While baserunning is important, its value relative to hitting is small. Sabermetricians have estimated that most teams generally gain or lose at most 20 runs over the course of a season as a result of baserunning,
⁶
while individual baserunners rarely add or subtract more than 10 runs from what their team would likely have scored if they ran more conservatively.
⁷
Moreover, sabermetricians have suggested that even by creating a fantasy-style lineup of excellent baserunners, the upper limit on the value of baserunning is about ± 70 runs over the course of a season.
⁸
The average team scores and allows about 700 runs over a 162-game season, so the contribution of baserunning toward a team’s offense is almost certainly less than 10 percent in practice.

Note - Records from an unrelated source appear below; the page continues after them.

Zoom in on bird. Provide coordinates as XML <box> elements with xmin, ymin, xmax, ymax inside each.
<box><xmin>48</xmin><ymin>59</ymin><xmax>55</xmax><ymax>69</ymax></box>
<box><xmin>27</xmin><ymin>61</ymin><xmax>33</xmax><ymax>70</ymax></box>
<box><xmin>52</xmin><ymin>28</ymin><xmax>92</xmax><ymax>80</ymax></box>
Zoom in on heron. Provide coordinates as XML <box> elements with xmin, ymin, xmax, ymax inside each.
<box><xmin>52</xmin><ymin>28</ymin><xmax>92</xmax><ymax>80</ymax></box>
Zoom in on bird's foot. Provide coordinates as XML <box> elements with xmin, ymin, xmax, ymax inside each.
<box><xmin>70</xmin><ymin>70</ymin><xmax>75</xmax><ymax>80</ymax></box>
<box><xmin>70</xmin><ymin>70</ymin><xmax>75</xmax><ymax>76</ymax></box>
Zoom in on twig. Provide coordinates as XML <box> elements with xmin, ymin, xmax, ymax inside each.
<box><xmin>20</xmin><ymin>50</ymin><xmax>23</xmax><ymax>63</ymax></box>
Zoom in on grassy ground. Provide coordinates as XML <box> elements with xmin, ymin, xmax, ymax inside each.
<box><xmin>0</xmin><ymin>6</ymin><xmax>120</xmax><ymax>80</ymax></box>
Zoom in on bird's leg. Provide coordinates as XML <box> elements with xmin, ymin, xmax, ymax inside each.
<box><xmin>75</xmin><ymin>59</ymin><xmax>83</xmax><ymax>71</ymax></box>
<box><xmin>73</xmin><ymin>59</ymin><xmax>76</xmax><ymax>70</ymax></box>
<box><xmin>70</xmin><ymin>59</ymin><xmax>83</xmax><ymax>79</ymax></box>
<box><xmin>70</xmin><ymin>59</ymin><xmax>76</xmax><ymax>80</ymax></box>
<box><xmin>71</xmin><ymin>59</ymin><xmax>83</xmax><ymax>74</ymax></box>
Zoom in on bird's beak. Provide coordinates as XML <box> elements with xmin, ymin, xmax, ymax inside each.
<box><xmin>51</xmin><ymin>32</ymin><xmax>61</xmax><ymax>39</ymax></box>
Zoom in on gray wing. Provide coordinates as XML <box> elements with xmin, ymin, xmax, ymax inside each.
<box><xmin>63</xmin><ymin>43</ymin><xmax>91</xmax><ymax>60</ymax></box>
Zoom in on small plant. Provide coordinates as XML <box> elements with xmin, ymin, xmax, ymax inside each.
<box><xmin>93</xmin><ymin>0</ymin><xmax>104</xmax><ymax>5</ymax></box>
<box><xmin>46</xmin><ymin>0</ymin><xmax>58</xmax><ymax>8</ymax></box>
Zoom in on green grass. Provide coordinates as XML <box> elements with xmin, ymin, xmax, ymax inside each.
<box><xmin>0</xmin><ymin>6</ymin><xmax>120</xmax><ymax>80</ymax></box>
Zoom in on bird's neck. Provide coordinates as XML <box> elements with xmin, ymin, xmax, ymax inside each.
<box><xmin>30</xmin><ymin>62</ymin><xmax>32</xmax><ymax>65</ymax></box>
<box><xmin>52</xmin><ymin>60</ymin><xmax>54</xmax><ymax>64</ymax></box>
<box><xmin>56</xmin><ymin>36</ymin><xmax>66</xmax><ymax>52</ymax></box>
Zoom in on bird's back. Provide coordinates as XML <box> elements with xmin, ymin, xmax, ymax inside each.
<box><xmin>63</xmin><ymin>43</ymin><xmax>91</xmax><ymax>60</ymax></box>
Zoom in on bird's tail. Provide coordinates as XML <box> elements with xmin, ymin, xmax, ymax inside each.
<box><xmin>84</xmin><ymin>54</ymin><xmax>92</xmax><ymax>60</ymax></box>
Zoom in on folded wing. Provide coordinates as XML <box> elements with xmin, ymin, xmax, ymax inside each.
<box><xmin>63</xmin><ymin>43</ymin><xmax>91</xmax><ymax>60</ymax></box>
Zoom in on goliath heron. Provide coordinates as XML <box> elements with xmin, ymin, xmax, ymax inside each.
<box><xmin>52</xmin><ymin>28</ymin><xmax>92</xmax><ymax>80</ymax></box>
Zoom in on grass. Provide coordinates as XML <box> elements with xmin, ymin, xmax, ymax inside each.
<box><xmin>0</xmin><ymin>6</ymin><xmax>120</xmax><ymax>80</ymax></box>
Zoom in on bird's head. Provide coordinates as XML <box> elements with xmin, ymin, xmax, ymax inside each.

Although some may view these results as dubious,
⁹
their credibility is aided by the fact that researchers have employed two entirely different methodologies and achieved corroborating results. The first empirical approach is to sum the changes in the expected run matrix (see
Appendix
for an illustration of how the expected run matrix works). That is, if there is a runner on first with one out, and if we ignore many particulars of the specific situation (who the pitcher and batter are, etc.), we can derive an estimate of how many runs are likely to be scored in the remainder of the inning. This estimate is likely to be about 0.5 runs. If the batter hits a single, then the runner necessarily advances to second base, and the number of expected runs increases to about 0.9 runs. However, if the baserunner advances all the way to third base on that single, then an additional 0.3 runs can be added to the expected run value. The empirical method for evaluating baserunning credits the runner with that 0.3 runs for each time he goes from first to third on a single. The reader can imagine any number of other scenarios in which a baserunner could be credited with taking the extra base. The fact that the myriad assumptions made are not actually true in each case is mitigated by the fact that we are primarily interested in how baserunners perform over entire seasons, giving us a sample large enough that many of those assumptions will be reasonable in an aggregate sense.

The second approach, which corroborates the findings of the first, is to build a simulation engine, and seed it with estimates of the probabilities
of how often baserunners take the extra base. For example, one of the best baserunners in recent memory is Chase Utley, who, in addition to stealing about twelve bases per year while being caught less than 10 percent of the time, advances from first to third on a single roughly 45 percent of the time, compared to the league average of about 26 percent. If we simulate, say, one million innings of Phillies baseball with Utley running like he does, we get a good estimate of the average number of runs scored per inning for that team. But we can run the same simulation with Utley running at league-average rates, and compare the change in run scoring to the previous figure. The results suggest that even Utley’s baserunning is worth no more than ten runs per season over that of an average runner.